The Apprentice Pillar has a story of its own to tell. The story goes that when the chapel was being constructed, a stone mason was requested to carve this pillar in the style of a particular column in Rome. The mason was finding it difficult to reproduce the desired effect using the picture he had of the column as his only source of inspiration. To prepare himself adequately for the task, he decided to travel to Rome to see the original column for himself.
A journey of this sort was quite an undertaking in those days, and the mason was away for some weeks. In the absence of his master, the stonemason's apprentice, who had been left behind, decided to try and carve the pillar himself. He studied the picture that his master had been given and set to work.
When the stonemason returned from Italy, he found that the work that his apprentice had done was far superior to anything he might have been able to carve himself. In a fit of rage and jealousy, he killed his apprentice on the spot. The story of the murder is given credence by the fact that there had to be a delay between the construction of the chapel and its eventual consecration, which took place only after an Act of Reconciliation had been sought from the Archbishop of St Andrews.
The ghostly apprentice returned to haunt the chapel and the work of which he was so proud. His mournful figure has been seen standing beside his pillar and the sound of his weeping has been heard by many people who have visited the chapel over the years.

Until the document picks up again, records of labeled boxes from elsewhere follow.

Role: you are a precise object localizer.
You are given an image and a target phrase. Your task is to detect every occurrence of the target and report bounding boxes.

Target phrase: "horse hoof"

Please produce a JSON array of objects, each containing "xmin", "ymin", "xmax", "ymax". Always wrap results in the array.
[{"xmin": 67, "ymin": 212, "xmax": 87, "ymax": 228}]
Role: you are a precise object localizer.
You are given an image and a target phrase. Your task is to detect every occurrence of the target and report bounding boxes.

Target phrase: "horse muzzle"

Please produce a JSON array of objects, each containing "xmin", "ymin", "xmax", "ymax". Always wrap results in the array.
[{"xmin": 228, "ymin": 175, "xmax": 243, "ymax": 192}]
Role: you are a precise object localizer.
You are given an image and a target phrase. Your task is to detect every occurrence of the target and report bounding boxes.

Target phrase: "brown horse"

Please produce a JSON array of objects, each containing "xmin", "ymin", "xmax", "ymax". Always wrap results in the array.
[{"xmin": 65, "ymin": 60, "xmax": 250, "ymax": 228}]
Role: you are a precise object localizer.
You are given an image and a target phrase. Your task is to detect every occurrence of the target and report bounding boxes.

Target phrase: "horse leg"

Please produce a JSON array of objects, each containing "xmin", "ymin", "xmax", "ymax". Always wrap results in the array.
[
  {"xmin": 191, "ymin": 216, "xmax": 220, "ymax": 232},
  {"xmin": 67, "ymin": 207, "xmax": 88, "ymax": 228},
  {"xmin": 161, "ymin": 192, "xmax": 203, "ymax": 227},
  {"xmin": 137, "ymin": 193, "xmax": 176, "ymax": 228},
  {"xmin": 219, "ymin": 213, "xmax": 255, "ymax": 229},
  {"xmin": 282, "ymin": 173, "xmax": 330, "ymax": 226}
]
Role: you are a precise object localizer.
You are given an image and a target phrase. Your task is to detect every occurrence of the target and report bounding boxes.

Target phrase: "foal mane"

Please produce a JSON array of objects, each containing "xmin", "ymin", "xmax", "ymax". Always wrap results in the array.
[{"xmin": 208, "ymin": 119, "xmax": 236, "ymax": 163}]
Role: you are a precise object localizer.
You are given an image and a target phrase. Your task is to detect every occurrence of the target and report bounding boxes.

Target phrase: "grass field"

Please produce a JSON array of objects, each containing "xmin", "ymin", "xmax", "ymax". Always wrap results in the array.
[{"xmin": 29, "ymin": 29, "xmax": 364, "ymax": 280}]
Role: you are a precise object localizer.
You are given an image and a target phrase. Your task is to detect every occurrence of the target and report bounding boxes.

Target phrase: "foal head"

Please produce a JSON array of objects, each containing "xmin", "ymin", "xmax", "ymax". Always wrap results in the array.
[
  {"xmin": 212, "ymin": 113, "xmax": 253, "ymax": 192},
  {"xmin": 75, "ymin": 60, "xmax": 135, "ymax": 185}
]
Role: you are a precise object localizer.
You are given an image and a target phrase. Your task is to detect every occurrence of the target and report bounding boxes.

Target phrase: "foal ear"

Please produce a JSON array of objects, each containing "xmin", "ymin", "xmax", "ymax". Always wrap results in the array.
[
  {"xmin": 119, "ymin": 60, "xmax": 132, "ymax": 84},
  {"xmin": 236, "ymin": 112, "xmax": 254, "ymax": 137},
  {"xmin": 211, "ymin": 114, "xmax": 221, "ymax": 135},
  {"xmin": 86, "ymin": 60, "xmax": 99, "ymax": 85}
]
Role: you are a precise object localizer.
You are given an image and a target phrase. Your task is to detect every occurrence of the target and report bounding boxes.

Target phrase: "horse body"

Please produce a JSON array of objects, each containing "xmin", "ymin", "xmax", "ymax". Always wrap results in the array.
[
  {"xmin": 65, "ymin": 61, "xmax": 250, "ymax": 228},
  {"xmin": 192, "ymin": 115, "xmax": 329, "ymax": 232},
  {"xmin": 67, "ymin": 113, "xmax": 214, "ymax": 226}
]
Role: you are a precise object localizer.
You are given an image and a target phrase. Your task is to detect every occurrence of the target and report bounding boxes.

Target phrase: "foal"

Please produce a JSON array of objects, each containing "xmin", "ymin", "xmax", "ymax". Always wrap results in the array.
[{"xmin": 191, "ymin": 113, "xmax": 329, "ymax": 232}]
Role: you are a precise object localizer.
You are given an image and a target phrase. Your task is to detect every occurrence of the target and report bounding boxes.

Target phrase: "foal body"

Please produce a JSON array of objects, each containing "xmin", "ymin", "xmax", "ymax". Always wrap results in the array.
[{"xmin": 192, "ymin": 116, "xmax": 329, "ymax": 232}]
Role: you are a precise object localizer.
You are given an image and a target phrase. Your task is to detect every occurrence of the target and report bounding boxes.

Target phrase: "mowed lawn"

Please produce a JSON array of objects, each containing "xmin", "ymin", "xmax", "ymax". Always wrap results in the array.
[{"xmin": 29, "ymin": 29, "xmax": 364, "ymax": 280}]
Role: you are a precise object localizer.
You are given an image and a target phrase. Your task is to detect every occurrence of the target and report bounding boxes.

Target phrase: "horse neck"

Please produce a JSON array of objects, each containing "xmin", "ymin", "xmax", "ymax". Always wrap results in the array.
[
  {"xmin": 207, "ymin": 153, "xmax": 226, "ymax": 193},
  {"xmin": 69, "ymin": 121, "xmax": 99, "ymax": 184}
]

Other Reported Ghost Sightings At Rosslyn Chapel
In July 2006, a group of actors were using the chapel to rehearse for a play they were due to perform at the Edinburgh Festival. One of them claimed to have seen a figure in the building, they described it as "fairy-like". On the same evening, one of the group members was locking up the chapel when he claimed to hear the voice of a child in the crypt, not wanting to lock someone inside, he ventured down to see who it was - no one was there.
The chapel has seen many a monk visit its grounds throughout history, and several witnesses have claimed that one of them still resides within the chapel. Several visitors have reported watching as a ghostly monk was seen praying at the altar. One of the reports even claimed that the monk, clad in grey, was surrounded by four knights during the sighting.
Several other visitors have claimed to have seen what they described as hooded monks wandering around the chapel and its grounds.
Other people have reported feeling a strange chill in the air, even on a warm day, as you approach the crypt. As recently as 2010, a group of workmen were working throughout the night on restoration work in the chapel, the following morning, all of them refused to work during the night again on the property, work then continued during daylight hours only.